NYC Nurses Reach Historic Deal on Safe Staffing - Strike Called Off
After a historic months-long fight for safer patient-nurse ratios in their hospitals, New York City area nurses are celebrating what is being called a landmark victory. According to the New York Times, an official agreement was reached on Tuesday and the nursing union announced that the hospital system will establish minimum staffing ratios for the first time ever, and hire an additional 1,450 nurses to meet those ratios.
The Struggle for Safe Staffing
As nurses, we all know the struggle that was at the heart of the battle here: hospital administrators wanted the “flexibility” to not be bound to minimum staffing ratios, but to evaluate and staff based on patient census, while nurses pushed against the idea, knowing that patient numbers do not equate to workload and that in the hospital setting, things can change in an instant, so doesn’t it make more sense to be prepared, rather than scrambling to play catch up? I can still remember being puzzled during my days of floor nursing when nurses were called off or sent home at the start of a shift, only to watch nursing supervisors make frantic calls, offering overtime to nurses to come back in—it never seemed to make much sense to me either, but it can be hard to feel like you can make a real difference as just a lonely nurse on night shift.

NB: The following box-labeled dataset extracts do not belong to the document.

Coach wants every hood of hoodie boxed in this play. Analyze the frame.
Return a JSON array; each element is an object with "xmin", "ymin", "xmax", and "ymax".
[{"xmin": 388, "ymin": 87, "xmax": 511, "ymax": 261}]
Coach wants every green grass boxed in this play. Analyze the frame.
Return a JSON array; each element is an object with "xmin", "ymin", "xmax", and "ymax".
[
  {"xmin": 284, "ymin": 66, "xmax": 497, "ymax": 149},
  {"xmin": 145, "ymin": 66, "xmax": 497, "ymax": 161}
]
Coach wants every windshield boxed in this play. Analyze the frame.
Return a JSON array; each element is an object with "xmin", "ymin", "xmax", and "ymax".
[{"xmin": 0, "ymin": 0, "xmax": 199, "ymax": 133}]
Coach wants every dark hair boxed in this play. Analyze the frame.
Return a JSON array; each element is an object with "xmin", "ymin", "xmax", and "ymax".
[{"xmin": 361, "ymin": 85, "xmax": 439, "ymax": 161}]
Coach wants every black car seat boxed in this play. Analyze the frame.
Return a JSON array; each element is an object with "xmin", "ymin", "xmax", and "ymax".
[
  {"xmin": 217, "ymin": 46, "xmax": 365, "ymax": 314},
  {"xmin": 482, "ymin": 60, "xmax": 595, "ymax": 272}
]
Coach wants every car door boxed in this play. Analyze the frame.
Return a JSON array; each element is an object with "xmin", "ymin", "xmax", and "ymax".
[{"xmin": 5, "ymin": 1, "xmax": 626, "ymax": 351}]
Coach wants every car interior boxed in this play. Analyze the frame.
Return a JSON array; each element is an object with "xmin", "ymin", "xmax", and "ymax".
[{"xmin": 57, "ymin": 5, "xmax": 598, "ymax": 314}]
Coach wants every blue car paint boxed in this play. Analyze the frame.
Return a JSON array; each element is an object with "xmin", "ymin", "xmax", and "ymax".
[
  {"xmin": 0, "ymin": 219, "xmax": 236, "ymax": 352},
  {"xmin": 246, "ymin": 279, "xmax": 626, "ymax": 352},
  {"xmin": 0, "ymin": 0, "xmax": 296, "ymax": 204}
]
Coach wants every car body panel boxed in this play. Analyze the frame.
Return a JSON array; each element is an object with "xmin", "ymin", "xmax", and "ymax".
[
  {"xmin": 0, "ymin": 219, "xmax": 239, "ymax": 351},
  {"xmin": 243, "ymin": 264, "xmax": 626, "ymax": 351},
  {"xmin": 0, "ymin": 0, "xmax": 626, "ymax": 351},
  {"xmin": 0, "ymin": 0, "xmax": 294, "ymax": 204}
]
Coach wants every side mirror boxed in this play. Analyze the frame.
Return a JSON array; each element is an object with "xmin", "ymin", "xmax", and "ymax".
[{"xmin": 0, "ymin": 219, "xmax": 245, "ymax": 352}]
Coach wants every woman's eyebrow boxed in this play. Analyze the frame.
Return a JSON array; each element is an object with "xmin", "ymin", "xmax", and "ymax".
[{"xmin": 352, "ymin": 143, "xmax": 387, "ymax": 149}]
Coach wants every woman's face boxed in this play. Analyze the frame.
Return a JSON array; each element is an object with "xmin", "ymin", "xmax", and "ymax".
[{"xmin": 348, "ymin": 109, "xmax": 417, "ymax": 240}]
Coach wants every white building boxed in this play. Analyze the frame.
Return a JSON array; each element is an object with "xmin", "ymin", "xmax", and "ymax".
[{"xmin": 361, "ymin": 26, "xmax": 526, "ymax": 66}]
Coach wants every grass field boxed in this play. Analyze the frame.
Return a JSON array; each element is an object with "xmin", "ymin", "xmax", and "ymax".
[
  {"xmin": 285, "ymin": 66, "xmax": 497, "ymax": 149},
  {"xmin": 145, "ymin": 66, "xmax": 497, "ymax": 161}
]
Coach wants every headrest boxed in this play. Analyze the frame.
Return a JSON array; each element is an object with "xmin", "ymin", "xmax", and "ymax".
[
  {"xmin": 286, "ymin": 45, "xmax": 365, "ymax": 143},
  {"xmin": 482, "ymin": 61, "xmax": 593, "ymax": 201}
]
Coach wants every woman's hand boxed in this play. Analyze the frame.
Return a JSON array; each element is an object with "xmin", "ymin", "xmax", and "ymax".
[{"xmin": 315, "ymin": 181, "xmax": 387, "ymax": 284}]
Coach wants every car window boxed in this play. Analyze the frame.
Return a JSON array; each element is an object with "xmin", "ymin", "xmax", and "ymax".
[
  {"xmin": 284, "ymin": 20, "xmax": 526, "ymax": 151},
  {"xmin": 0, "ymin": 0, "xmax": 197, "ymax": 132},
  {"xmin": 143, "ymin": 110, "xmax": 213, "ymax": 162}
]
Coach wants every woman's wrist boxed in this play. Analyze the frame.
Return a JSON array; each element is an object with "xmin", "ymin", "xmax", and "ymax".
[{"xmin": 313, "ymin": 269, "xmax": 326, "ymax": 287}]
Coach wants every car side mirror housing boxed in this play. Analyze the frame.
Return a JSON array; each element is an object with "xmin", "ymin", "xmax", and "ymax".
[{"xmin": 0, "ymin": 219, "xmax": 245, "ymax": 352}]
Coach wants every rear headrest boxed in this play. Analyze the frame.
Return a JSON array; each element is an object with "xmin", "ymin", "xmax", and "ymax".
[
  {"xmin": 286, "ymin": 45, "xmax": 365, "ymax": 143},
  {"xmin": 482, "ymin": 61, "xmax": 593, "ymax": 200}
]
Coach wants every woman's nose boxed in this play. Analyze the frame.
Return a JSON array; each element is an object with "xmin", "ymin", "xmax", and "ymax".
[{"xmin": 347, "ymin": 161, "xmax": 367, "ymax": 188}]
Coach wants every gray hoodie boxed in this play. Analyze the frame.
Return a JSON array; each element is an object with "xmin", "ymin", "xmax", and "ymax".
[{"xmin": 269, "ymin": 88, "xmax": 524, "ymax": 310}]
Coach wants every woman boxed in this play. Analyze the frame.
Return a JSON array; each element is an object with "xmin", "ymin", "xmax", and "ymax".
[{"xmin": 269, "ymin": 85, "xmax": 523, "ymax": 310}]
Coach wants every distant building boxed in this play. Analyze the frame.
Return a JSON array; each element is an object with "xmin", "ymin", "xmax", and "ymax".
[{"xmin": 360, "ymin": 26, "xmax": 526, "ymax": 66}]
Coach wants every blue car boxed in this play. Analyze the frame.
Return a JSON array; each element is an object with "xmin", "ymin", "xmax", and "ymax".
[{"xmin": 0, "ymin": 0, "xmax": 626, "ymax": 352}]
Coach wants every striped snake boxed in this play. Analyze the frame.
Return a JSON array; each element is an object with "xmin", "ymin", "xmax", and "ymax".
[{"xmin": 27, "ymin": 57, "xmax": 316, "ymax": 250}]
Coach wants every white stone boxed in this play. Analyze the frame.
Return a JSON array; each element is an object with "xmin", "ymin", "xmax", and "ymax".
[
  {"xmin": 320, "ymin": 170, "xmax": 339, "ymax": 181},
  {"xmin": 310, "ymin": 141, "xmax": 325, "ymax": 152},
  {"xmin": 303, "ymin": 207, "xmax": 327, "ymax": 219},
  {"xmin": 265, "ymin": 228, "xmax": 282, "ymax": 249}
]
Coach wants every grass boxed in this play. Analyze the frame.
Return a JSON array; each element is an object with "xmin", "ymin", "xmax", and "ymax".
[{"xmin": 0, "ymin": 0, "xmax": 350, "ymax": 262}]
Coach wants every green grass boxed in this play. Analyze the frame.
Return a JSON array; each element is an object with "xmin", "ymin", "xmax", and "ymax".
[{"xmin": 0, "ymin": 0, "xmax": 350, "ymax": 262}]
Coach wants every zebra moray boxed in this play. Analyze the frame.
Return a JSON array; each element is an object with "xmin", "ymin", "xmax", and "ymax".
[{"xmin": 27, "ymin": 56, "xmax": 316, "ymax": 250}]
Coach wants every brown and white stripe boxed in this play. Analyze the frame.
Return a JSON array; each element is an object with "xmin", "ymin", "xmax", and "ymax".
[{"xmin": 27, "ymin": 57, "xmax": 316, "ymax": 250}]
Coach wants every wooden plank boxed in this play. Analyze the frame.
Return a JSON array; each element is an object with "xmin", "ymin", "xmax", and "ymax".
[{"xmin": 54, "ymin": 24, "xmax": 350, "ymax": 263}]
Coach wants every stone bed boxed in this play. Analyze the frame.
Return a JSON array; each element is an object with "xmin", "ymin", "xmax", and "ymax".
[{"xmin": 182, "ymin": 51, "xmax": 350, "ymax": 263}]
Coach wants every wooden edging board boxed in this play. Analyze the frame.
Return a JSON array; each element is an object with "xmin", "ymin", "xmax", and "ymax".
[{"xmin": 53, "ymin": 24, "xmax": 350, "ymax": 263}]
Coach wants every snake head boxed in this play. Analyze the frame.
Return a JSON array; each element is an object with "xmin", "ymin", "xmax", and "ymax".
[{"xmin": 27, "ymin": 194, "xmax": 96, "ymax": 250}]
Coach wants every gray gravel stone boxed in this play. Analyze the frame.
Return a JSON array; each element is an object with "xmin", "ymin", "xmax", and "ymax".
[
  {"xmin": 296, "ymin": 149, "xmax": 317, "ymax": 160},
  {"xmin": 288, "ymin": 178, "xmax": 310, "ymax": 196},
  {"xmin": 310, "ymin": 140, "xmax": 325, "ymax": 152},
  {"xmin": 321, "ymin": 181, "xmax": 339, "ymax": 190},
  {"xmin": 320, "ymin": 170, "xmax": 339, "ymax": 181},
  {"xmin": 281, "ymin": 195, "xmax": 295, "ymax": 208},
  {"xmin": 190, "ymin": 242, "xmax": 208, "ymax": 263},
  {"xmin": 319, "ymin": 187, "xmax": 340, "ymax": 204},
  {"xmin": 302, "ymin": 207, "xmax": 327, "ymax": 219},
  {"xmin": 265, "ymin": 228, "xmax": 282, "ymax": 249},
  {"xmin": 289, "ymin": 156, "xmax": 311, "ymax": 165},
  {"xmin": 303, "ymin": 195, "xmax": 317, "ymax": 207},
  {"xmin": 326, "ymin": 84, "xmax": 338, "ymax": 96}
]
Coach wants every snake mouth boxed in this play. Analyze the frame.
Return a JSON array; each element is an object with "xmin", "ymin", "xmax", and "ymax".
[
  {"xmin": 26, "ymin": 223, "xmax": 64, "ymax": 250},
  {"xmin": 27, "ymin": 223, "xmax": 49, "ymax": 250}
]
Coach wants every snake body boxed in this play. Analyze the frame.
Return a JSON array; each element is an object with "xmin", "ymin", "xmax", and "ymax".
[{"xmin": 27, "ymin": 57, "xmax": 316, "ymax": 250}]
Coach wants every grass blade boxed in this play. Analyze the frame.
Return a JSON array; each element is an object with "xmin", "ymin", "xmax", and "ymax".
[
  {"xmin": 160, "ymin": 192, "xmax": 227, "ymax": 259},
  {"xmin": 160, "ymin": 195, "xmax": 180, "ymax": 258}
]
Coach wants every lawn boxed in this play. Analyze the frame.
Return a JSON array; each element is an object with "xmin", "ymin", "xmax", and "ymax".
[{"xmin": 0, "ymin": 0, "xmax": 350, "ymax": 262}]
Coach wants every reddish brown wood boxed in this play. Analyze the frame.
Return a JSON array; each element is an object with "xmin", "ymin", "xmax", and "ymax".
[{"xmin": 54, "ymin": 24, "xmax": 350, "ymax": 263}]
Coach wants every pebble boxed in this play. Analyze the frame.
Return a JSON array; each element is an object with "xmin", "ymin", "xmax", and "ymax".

This story, however, shows the power of nursing in numbers, with so many nurses coming together to enact real change.
Although the negotiations occurred in the NYC area, nurses everywhere watched and waited to see what the outcome would be—because the safer staffing ratios would not only affect the nurses working in New York but the entire country. With over 12,000 nurses involved, the on-going negotiations were historic and could have a ripple effect in inspiring other nurse unions to push for better staffing ratios in their own areas. Previous efforts to establish safe staffing ratios through legislation in Albany had failed and currently, California is the only state in the country that has legally state-mandated staffing ratios. At the minimum, nurse union leaders expect the changes to impact other large NY-area hospitals, if not other states.
“This is going to have a very positive impact, and it will be the trendsetter of the industry,” Anthony Ciampa, first vice president of the New York State Nurses Association, told the NY Times. “What we decide in these major city hospitals tends to set the framework for other hospitals.”
Details of the Detail
The New York State Nurses Association (NYSNA), the 42,000-member union that represented the nurses from Mount Sinai, Montefiore and New York Presbyterian hospitals involved in the intense negotiations, published an official press release on their website that shared more on the details of the deal.
According to the NYSNA press release, the agreement is a four-year contract that will expire on December 31, 2022, and it includes the following stipulations,
- Outlines the language that will dictate the staffing ratios
- Calls for an additional $100 million to hire nurses in full-time positions to meet those ratios.
- To ensure that the safe staffing ratios will be met, they will actually be monitored and enforced by an independent neutral party.
- The exact ratios for each unit and hospital have not yet been released.
- For current and past nurses, the agreement also included a wage increase of 3% per year
- “Millions of dollars” for health benefits for retired nurses
- Tuition reimbursement, and other monetary benefits
Although the agreement has been reached, the organization notes that it will go to a full member vote before being official enacted.
“The tentative agreement strengthens worker protections including new guidelines to stop workplace violence, a process to improve safe patient handling, and language allowing nurses to aid victims of disasters inside or outside the United States,” the NYSNA states.
NY Nurses React
After the agreement was announced, NYC-area nurses celebrated and shared sobering stories on social media that highlighted just how necessary the negotiations had been.
“I've had 21 patients at one time when I should have 4-5,” wrote one nurse. “I've had to choose between helping a patient who is dying from a car crash and a patient who is having a stroke at the same time.”
“Thx to the thousands of NY nurses who unified to achieve agreement on minimum wage increases and allowing members to retire early with health benefits,” tweeted another in celebration. “A win for nurses, patients, and communities.”
The move is lauded as an achievement for nurses in the area and time will tell how it affects other states, who may soon be pressed to make their own decisions about mandatory safe staffing ratios.
What do you think: should staffing ratios be legally mandated?